Sometimes I just don't know how to react. My instinct isn't always right and yet over thinking something can lead to the oddest of conclusions. Let me give you an example:
I went shopping to pick up a gift for Joe so, of course, I was alone. I was zipping through the mall and then came to a stop just past a news vendor. Something had come to mind and I wanted to take a moment to think about it, I find that in crowded places, it's not safe to think and drive. The vendor, seeing me come to a stop and sit there for a moment, approached me. English isn't his first language and he said, "Where is your keeper? Do you need help?"
Clearly he'd seen me many times before and typically he'd seen me with Joe. It is a fact that many people in our neighbourhood express surprise to see me without Joe although Joe says they never express surprise seeing him without me. Anyways, my first response?
I DON'T HAVE A KEEPER!!
I AM MY OWN KEEPER!!
But I didn't say either of those two things because when I looked at him, I didn't see pity, I saw a genuine concern, one person for another. He was worried that I needed help, that I was alone, and he offered his help in Joe's stead. I think his choice of words, wasn't actually a choice. His English is rough at the best of times and I think he just used a word he knew was an approximation of what he was trying to communicate. That's different.

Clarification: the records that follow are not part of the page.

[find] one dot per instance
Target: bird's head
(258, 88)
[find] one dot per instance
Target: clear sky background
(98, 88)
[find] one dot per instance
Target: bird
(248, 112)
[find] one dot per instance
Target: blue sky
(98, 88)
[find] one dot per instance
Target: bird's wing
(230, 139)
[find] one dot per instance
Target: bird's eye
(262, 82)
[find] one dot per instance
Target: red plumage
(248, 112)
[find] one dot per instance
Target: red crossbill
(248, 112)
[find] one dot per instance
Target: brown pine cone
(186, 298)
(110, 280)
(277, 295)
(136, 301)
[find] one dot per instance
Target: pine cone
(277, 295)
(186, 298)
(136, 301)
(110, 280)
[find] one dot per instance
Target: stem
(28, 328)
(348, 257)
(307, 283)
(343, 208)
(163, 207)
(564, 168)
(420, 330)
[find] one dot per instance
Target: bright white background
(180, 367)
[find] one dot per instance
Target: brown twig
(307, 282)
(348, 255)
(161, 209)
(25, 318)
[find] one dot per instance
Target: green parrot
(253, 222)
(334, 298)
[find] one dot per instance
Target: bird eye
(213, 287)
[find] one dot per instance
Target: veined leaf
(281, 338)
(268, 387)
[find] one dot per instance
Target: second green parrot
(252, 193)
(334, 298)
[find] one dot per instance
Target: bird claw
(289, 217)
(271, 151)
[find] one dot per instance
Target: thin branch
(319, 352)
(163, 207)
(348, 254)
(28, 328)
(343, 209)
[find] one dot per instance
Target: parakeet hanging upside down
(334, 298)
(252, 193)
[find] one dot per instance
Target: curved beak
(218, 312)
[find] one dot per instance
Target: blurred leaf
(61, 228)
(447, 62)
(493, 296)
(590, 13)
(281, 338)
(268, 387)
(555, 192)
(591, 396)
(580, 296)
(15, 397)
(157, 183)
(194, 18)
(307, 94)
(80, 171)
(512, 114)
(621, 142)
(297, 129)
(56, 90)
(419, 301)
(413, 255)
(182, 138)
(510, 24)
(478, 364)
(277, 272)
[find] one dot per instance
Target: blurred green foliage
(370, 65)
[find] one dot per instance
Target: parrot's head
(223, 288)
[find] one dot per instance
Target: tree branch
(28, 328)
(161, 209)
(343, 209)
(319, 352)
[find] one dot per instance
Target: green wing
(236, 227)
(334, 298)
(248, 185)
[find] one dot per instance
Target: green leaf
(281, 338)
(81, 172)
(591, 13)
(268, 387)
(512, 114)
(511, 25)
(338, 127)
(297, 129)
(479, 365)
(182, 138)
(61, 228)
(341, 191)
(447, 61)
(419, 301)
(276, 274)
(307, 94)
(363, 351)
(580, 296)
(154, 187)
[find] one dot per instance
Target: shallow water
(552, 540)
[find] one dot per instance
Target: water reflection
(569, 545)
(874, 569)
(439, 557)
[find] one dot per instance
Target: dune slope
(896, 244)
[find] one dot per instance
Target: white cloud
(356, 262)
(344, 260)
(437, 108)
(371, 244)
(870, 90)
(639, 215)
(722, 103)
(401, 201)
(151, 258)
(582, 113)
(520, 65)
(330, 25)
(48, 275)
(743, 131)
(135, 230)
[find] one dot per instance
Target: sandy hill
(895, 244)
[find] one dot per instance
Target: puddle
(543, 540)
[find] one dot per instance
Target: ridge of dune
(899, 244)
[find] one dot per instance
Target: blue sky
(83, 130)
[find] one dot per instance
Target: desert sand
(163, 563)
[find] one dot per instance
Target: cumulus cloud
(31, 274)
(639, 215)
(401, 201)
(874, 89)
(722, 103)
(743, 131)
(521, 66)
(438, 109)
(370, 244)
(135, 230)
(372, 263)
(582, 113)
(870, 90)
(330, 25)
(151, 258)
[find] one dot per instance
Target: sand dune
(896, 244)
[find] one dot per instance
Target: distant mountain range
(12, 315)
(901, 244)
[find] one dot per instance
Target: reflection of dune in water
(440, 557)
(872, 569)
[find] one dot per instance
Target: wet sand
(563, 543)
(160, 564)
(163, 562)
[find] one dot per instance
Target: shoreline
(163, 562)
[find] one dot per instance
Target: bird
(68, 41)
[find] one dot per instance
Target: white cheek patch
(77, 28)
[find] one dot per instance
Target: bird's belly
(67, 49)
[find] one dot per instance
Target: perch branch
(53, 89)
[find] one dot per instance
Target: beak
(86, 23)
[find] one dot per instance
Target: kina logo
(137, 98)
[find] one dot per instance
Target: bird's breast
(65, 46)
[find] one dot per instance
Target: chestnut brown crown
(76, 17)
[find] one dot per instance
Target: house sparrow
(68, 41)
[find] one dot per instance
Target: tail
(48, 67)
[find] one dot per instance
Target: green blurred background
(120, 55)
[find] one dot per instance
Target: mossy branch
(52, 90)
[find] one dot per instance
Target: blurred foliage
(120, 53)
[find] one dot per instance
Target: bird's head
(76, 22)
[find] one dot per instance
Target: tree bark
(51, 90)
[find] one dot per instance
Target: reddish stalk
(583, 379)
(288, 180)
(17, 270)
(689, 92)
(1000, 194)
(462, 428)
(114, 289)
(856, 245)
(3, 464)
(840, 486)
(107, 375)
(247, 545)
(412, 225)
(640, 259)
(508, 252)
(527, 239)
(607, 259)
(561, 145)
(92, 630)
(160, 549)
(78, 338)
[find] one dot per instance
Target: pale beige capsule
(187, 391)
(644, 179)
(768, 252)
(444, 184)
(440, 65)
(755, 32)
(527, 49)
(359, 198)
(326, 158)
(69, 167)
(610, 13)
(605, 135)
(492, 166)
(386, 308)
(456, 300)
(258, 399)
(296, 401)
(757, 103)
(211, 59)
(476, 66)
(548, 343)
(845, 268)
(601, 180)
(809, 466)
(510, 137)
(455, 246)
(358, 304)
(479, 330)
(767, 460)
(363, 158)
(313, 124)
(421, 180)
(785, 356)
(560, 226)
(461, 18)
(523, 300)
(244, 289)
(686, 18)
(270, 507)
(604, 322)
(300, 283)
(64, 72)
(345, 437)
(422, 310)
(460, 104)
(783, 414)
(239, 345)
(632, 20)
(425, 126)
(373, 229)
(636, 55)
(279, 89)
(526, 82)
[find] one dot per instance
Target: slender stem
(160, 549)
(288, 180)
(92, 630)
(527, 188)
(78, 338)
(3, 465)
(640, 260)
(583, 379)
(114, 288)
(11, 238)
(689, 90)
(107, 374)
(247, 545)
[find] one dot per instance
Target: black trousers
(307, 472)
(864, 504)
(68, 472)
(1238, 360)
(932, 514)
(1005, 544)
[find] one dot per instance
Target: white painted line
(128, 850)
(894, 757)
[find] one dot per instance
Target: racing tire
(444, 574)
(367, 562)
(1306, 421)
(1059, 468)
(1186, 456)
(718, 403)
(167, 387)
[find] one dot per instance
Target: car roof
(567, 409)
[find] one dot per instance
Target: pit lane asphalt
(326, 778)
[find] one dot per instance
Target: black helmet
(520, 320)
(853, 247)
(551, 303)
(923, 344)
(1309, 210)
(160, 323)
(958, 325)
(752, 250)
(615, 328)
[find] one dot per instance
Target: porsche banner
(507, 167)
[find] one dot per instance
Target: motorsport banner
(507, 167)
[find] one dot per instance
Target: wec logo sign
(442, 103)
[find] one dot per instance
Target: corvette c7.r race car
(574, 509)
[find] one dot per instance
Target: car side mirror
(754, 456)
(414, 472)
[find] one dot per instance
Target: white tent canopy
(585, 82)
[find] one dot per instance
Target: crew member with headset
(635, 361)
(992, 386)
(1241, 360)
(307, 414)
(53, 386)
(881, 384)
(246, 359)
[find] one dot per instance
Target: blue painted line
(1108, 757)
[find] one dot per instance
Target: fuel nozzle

So. I didn't think this was the time to react. I thought it was time to simply take a breath, trust that the concern that showed in his eyes was simply genuine. I realized that showing concern for others isn't a bad thing - and that there are many people who might, in that same situation, actually need his help. I didn't want to make him fearful of offering a helping hand.
I just smiled and said, "Thank you, I'm fine, I appreciate the offer."
He smiled and wished me a "Merry Christmas" and went back to his newsstand.
And I went back to Christmas shopping.
I am, apparently, sometimes, able to be a keeper of my own temper.